Infectious Diseases Area, University of Navarra Clinic, Pamplona, Spain
Research and Development Department, Hyfe, Wilmington, Delaware, USA.
BMJ Open. 2021 Jul 2;11(7):e051278. doi: 10.1136/bmjopen-2021-051278.
Cough is a common symptom of COVID-19 and other respiratory illnesses. However, objectively measuring its frequency and evolution is hindered by the lack of reliable and scalable monitoring systems. This can be overcome by newly developed artificial intelligence models that exploit the portability of smartphones. In the context of the ongoing COVID-19 pandemic, cough detection for respiratory disease syndromic surveillance represents a simple means for early outbreak detection and disease surveillance. In this protocol, we evaluate the ability of population-based digital cough surveillance to predict the incidence of respiratory diseases at population level in Navarra, Spain, while assessing individual determinants of uptake of these platforms.

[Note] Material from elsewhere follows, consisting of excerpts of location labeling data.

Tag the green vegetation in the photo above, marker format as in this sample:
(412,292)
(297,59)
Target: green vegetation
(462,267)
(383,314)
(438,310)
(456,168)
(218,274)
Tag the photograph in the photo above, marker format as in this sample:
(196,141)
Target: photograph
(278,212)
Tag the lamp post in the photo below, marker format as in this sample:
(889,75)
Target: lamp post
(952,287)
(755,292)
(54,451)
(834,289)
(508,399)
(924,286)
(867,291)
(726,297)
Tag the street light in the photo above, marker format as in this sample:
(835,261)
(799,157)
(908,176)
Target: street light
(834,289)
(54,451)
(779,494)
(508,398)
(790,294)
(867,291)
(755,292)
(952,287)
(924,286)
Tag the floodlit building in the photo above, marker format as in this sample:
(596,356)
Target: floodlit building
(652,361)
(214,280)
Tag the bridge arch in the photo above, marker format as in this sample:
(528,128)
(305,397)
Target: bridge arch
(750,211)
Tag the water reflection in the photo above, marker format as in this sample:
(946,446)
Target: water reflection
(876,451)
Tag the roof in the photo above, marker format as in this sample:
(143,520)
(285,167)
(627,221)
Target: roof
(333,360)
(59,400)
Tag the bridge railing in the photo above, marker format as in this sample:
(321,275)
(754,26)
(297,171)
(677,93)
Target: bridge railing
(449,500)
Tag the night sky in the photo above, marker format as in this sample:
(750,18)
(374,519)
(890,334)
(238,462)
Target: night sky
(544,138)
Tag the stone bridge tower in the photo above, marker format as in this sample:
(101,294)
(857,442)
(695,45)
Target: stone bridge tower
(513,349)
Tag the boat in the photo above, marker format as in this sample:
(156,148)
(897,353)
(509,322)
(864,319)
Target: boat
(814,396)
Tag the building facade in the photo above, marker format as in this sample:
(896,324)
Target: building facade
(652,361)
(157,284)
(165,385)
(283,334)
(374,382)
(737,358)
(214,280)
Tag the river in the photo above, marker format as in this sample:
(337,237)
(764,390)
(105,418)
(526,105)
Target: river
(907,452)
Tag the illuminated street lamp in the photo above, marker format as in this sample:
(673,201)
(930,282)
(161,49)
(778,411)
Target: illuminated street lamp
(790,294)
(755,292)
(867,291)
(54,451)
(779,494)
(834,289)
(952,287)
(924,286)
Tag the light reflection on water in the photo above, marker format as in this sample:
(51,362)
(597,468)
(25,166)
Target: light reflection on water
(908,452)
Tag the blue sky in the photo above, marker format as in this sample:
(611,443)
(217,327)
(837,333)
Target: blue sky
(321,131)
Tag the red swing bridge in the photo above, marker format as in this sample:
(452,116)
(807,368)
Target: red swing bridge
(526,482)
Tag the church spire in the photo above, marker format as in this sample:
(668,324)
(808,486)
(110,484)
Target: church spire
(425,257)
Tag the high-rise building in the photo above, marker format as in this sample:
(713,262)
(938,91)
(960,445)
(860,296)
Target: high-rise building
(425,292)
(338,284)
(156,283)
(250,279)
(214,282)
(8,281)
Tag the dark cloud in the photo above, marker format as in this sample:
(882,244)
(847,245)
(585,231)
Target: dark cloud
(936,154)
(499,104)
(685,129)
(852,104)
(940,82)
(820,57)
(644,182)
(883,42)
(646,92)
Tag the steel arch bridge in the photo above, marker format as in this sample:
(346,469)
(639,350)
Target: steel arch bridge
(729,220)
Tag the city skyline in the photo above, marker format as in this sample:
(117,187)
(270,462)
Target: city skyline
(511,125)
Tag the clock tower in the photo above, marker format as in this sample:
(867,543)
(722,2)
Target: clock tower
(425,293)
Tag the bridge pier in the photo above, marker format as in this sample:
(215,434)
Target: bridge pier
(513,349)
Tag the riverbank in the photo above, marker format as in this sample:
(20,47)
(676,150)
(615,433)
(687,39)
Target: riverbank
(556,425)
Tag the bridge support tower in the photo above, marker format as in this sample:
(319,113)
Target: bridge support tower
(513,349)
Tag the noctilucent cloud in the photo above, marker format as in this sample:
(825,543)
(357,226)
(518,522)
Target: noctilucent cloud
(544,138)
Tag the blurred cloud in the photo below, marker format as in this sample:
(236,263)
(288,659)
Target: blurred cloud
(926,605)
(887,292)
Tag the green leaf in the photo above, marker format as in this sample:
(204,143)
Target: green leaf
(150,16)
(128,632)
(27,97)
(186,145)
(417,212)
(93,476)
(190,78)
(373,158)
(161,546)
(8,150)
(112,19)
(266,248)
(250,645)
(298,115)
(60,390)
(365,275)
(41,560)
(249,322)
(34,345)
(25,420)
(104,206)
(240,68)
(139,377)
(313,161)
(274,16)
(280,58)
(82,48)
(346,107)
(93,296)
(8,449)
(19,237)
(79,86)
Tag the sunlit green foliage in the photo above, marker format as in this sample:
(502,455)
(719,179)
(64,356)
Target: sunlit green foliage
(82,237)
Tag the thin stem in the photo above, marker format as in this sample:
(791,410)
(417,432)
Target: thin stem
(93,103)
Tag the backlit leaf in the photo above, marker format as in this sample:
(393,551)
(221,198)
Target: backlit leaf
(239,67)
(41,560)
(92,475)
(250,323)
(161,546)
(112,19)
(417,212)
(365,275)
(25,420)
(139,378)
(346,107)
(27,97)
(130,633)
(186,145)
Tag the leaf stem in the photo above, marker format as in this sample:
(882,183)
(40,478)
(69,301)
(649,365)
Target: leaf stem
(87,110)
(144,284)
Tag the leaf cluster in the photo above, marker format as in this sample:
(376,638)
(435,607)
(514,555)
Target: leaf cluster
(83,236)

Participants in the Cendea de Cizur, Zizur Mayor or attending the local University of Navarra (Pamplona) will be invited to monitor their night-time cough using the smartphone app Hyfe Cough Tracker. Detected coughs will be aggregated in time and space. Incidence of COVID-19 and other diagnosed respiratory diseases within the participants cohort, and the study area and population will be collected from local health facilities and used to carry out an autoregressive moving average analysis on those independent time series. In a mixed-methods design, we will explore barriers and facilitators of continuous digital cough monitoring by evaluating participation patterns and sociodemographic characteristics. Participants will fill an acceptability questionnaire and a subgroup will participate in focus group discussions.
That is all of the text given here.